# SmartFusion cSoC: Multi-Channel FFT Co-Processor Using FPGA Fabric

## **Table of Contents**

| Introduction                                     |
|--------------------------------------------------|
| Design Overview                                  |
| Design Description                               |
| Implementing Multi Channel FFT on EVAL KIT BOARD |
| Running the Design                               |
| Conclusion                                       |
| Appendix A – Design Files                        |

### Introduction

The SmartFusion<sup>®</sup> customizable system-on-chip (cSoC) device integrates FPGA technology with a hardened ARM<sup>®</sup> Cortex<sup>™</sup>-M3 processor based microcontroller subsystem (MSS) and programmable high-performance analog blocks built on a low power flash semiconductor process.
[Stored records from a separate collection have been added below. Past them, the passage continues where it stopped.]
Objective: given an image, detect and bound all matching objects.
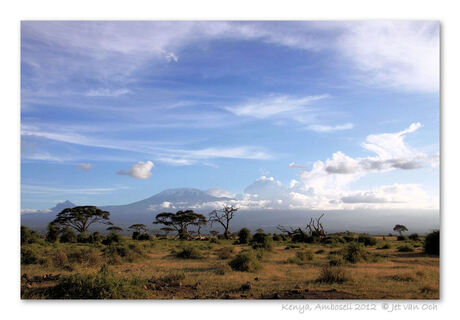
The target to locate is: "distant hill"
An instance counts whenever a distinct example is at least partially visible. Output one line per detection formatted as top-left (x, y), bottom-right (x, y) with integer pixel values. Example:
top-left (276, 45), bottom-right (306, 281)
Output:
top-left (21, 188), bottom-right (439, 234)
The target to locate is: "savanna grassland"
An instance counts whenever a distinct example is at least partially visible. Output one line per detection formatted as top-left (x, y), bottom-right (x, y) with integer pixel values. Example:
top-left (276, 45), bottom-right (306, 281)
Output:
top-left (21, 230), bottom-right (440, 299)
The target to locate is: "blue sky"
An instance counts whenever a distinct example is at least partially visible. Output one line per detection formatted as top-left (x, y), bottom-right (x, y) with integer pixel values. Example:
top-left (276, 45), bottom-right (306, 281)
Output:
top-left (21, 21), bottom-right (439, 211)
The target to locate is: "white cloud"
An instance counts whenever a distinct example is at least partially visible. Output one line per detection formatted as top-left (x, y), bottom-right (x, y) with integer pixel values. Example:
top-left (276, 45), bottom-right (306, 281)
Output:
top-left (335, 21), bottom-right (440, 92)
top-left (225, 94), bottom-right (329, 122)
top-left (206, 188), bottom-right (236, 198)
top-left (76, 163), bottom-right (93, 171)
top-left (307, 123), bottom-right (353, 132)
top-left (21, 209), bottom-right (51, 214)
top-left (117, 161), bottom-right (154, 179)
top-left (85, 88), bottom-right (131, 98)
top-left (288, 162), bottom-right (308, 169)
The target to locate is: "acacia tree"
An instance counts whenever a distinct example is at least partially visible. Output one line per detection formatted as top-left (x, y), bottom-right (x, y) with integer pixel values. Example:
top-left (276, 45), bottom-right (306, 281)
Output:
top-left (209, 205), bottom-right (238, 239)
top-left (106, 226), bottom-right (123, 233)
top-left (51, 206), bottom-right (112, 233)
top-left (129, 223), bottom-right (147, 234)
top-left (153, 210), bottom-right (207, 240)
top-left (393, 224), bottom-right (408, 236)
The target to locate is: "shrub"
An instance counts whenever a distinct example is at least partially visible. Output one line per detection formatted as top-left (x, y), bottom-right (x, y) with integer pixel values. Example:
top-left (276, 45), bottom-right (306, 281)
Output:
top-left (209, 238), bottom-right (220, 244)
top-left (175, 246), bottom-right (204, 259)
top-left (217, 247), bottom-right (234, 260)
top-left (424, 230), bottom-right (439, 256)
top-left (398, 245), bottom-right (414, 252)
top-left (251, 232), bottom-right (273, 250)
top-left (377, 243), bottom-right (391, 250)
top-left (59, 228), bottom-right (77, 243)
top-left (45, 223), bottom-right (61, 243)
top-left (358, 234), bottom-right (377, 247)
top-left (103, 244), bottom-right (145, 264)
top-left (53, 250), bottom-right (69, 268)
top-left (238, 228), bottom-right (251, 244)
top-left (67, 248), bottom-right (102, 267)
top-left (409, 233), bottom-right (420, 241)
top-left (102, 232), bottom-right (121, 246)
top-left (317, 265), bottom-right (349, 283)
top-left (343, 236), bottom-right (356, 242)
top-left (229, 251), bottom-right (262, 272)
top-left (21, 226), bottom-right (43, 244)
top-left (49, 272), bottom-right (145, 299)
top-left (152, 271), bottom-right (185, 287)
top-left (88, 231), bottom-right (104, 243)
top-left (329, 256), bottom-right (345, 267)
top-left (137, 232), bottom-right (152, 241)
top-left (77, 232), bottom-right (89, 243)
top-left (214, 264), bottom-right (232, 276)
top-left (21, 248), bottom-right (39, 264)
top-left (343, 242), bottom-right (368, 263)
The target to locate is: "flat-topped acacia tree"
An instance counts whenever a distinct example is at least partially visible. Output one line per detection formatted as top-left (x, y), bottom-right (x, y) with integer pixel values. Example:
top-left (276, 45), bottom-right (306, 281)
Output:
top-left (129, 223), bottom-right (147, 234)
top-left (209, 205), bottom-right (238, 239)
top-left (51, 206), bottom-right (112, 233)
top-left (153, 210), bottom-right (207, 240)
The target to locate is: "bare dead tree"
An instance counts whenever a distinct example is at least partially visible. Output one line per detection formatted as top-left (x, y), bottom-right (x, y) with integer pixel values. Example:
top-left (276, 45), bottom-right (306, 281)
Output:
top-left (277, 213), bottom-right (326, 242)
top-left (307, 213), bottom-right (326, 238)
top-left (209, 205), bottom-right (238, 239)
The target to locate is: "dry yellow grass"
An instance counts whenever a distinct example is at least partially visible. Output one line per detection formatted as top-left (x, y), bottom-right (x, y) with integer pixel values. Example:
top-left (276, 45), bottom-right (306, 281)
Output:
top-left (21, 237), bottom-right (439, 299)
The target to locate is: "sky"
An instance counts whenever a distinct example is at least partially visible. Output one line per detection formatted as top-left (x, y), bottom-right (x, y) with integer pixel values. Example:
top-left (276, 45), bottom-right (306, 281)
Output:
top-left (21, 21), bottom-right (440, 212)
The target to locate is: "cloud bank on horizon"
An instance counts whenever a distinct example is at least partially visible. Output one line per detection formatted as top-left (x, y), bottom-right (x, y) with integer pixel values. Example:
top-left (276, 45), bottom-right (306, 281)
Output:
top-left (21, 21), bottom-right (439, 212)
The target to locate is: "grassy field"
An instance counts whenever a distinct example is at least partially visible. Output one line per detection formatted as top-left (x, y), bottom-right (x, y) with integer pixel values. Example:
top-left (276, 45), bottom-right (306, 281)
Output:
top-left (21, 229), bottom-right (439, 299)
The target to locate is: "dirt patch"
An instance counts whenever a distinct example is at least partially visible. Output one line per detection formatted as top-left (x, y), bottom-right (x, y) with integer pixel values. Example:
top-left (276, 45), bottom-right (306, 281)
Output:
top-left (261, 289), bottom-right (363, 300)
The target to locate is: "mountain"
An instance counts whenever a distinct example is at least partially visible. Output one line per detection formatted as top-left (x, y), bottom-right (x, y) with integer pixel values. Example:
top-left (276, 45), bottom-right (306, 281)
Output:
top-left (21, 188), bottom-right (439, 234)
top-left (50, 200), bottom-right (77, 214)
The MSS consists of hardened blocks such as a 100 MHz ARM Cortex-M3 processor, peripheral direct memory access (PDMA), embedded nonvolatile memory (eNVM), embedded SRAM (eSRAM), embedded FlashROM (eFROM), external memory controller (EMC), Watchdog Timer, the Philips Inter-Integrated Circuit (I<sup>2</sup>C), serial peripheral interface (SPI), 10/100 Ethernet controller, real-time counter (RTC), GPIO block, fabric interface controller (FIC), in-application programming (IAP), and analog compute engine (ACE).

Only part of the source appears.